DJ Manny – ‘Signals In My Head’
(Planet Mu)

DJ Manny’s been a household name of the American footwork scene since his debut EP Kush On Deck (2010), attending parties as a kid, later organising events himself, collaborating with Rashad and Spinn and keeping the spirit of the Chicago scene alive even after he’d moved to Brooklyn. Perhaps due to his decision to remain low key until he fully bloomed, his music never got the full consideration it deserved. 11 years later, we’re here with his new album Signals In My Head, bigger in scope and more varied in its content than all his previous releases, with a potential to address various global audiences, even those unfamiliar with footwork and its origins. Described as a pioneering effort in footwork and a kind of love letter to the world, the record sees DJ Manny take a road less traveled by other contemporaries, blending the long tradition of R&B love songs and syncopated footwork, juke, house, techno and d&b breaks. Without ever getting overly sentimental, he brings forth some of the most lustful lovers’ anthems in the genre, such as ‘Never Was Ah Hoe’, ‘U Want IT’ and ‘Signals In My Head’. But there’s also plenty of dancefloor smashers like ‘All I Need’, ‘Wants My Body (ft. DJ Chap)’ and ‘Havin' Fun (ft. DJ Phil)’, radiant footwork beauts, for example ‘Smoke 'n' Fade Away’ and ‘At First Site’, dreamy house jams (‘You All I Need’) and other earworms. The album builds on the lineage of producers, such as Frankie Knuckles and Jamie Principle, who knew exactly how to translate that longing into tender dance music. There aren’t many genuinely romantic electronic records coming out these days – it’s hard not being cheesy or cringeful – but as a wholesome expression of love both for music and the people that make our lives worth living, Signals In My Head delivers 100%.

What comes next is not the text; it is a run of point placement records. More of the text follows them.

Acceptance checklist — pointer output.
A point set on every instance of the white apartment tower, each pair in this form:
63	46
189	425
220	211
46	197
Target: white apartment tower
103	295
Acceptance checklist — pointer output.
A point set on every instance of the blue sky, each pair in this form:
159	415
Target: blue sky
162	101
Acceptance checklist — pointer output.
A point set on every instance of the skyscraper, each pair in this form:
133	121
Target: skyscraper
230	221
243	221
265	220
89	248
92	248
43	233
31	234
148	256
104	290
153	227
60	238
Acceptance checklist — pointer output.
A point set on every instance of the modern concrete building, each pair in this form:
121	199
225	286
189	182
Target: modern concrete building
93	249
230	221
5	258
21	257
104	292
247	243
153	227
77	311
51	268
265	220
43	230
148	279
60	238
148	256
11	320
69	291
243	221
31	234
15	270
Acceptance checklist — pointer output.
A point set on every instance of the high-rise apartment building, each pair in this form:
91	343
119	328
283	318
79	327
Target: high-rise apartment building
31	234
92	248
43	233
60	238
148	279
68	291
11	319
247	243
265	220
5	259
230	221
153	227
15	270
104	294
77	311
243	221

DJ Pitch – ‘It's Not What You Said It's Because You Spoke’
(Edited Arts)

Apart from putting out some conspicuous edits, a split single with Architect and two EPs as DJ P, the London producer Robert Venning’s been busy running his labels All Centre and TT (fka Tobago Tracks) and championing experimental/leftfield club creativity from around the globe. It seems he’s always preferred to stay in the background, focusing on music instead of self-promotion. Unsurprisingly, his debut album for Edited Arts came out at the beginning of July without any big press releases, almost slipping under our radar. But believe me when I say this one’s a real treat. It's Not What You Said It's Because You Spoke comes with an accompanying poem with the final verses, “A quiet breath/ We are resigned/ We remain hopeful”, which epitomises the overall atmosphere of the record. The songs unfold almost like stanzas of a long poem, transitioning seamlessly into one another. His musical language is built from scraps of bass, dancehall, electronica, grime, downtempo and different strains of emo music, resulting in a singular aesthetic that masterfully blends 90s IDM sentimentality, high-def sound design, blurry vaporwave sonics and post-club abstractions. I love the silky synths and downpitched vocals of the slow burner ‘It’s Because You Spoke’ as much as I love the steel drum clang, lovely synthworks and hypnotic bleeps of opener ‘I Used To’. Though it’s hard to choose a favourite – the album really works as a unit – I’d probably pick ‘I’m Not The Person’, featuring a pitched sample of David Bryne, as part of my morning routine tracklist. The whole album functions like a tranquilizer “for a world that is ending”, and if that’s what’s been keeping you up late at night in the past months, it’ll definitely resonate with you. A lovely example of modern-day electronic fusionism—don’t miss out on this one.